Once a futuristic notion, life-saving or life-changing technology is now available, from a device to improve your posture to a prototype pain relief patch that uses low-voltage electrical stimulation to relieve chronic pain. But when it comes to getting the most out of your money, Fitbit and Apple Watch win. Both can monitor glucose levels, skin temperature, track activity, and alert you to abnormal heart rates. They may also monitor your heart’s electrical signals by performing an electrocardiogram (ECG) which will record the timing and strength of the electrical signals that make your heart beat.

Kelly says this feature is most valuable to him and other cardiologists who can gain insight into a patient’s heart rhythm and look for irregularities by reviewing the ECG.

“Sometimes we see people discovering a real medical problem through their cell phones,” he said.

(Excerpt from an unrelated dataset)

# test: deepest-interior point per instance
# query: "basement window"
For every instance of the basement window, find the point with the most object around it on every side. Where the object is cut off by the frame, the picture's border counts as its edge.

A smartwatch heart rate alert isn’t always a serious cause for concern. Kelly recommends taking the results with a grain of salt and calling a doctor.

Hill tells WRAL Five on Your Side that she would never have woken up without the Apple Watch alert.

“It really saved my life,” Hill said.

In addition to monitoring health, an Apple Watch can also be useful in an emergency. It has something called fall detection which can detect if you’ve taken a spill and even connect with 911. And if you’re walking or running alone and feel danger, you can activate Emergency SOS, by holding hold down the side button and one of the volume buttons until it appears.
You can drag the bar that appears to call emergency services. If you continue to hold the side button and the volume button, instead of dragging the slider, a countdown begins and an alert sounds. This feature is also available on the iPhone.
You can also put important medical information on your Apple Watch, including emergency contacts. In the event that 911 is called through your app, the watch can then alert your emergency contacts that emergency services have been contacted.